When the competent authority takes an administrative decision with respect to the goods that it has assessed, it shall notify the administrative decision without delay to the economic operator. It shall also notify the administrative decision to the Commission and to the other Member States no later than 20 working days after it took the decision via the Information and Communication System for Market Surveillance (ICSMS).

The administrative decision according to the Article 5 par. 10 shall set out the reasons for the decision in a manner that is sufficiently detailed and reasoned to facilitate an assessment of its compatibility with the principle of mutual recognition and with the requirements of this Regulation.  The requirements which must be included in the administrative decision are set in Article 5, par. 11 of the Regulation.

 

These obligations were already contained in Regulation 764/2008.

The following information shall be included in the administrative decision:

  • the national technical rule on which the administrative decision is based
  • the legitimate public interest grounds justifying the application of the national technical rule on which the administrative decision is based
  • the technical or scientific evidence that the competent authority of the Member State of destination considered, including (where applicable) any relevant changes in the state of the art that have occurred since the national technical rule came into force
  • summary of the arguments that are relevant for the assessment put forward by the economic operator concerned
  • the evidence demonstrating that the administrative decision is appropriate for the purpose of achieving the objective pursued and that the administrative decision does not go beyond what is necessary in order to attain said objective
  • remedies available under the national law of the Member State of destination and the time limits applicable to those remedies
  • reference to the possibility for economic operators to use SOLVIT and the procedure under Article 8.

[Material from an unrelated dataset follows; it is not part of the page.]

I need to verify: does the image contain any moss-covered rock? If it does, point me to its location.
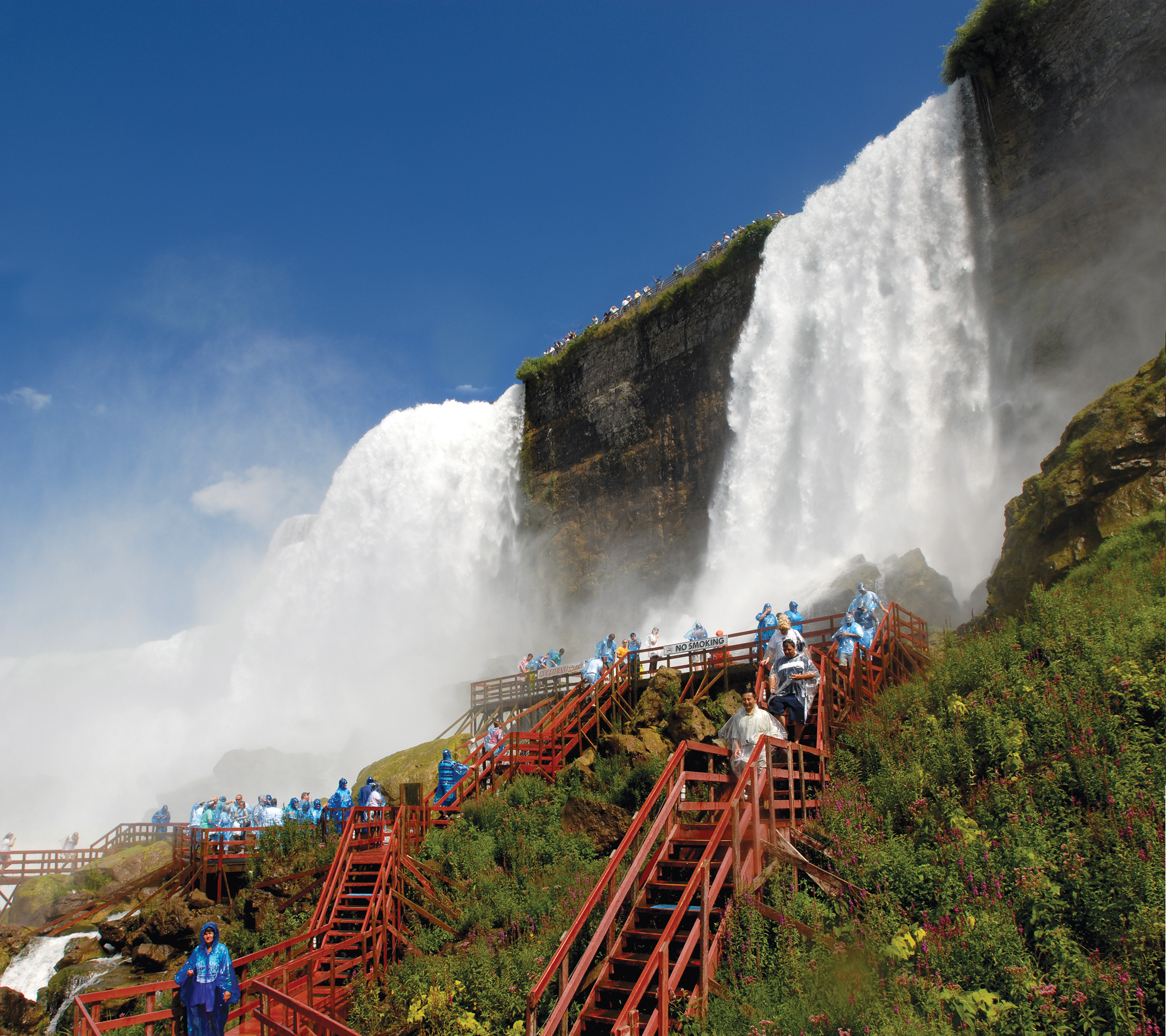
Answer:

The administrative decision referred to shall not take effect before it has been notified to the economic operator. The competent authority bears the burden of proof. It will therefore be on those authorities to demonstrate that the level of protection of the legitimate public interest in the Member State of origin is insufficient and that the product must comply with the rules of the Member State of destination. This significantly reduces legal uncertainty for entrepreneurs.

Until the economic operator receives the administrative decision to restrict or prohibit access to the market for the goods in question, he may place those goods on the market in a Member State. However, during the assessment it is possible to temporarily suspend their supply to the market (Article 6). In such case, the notification to the economic operator shall be made immediately.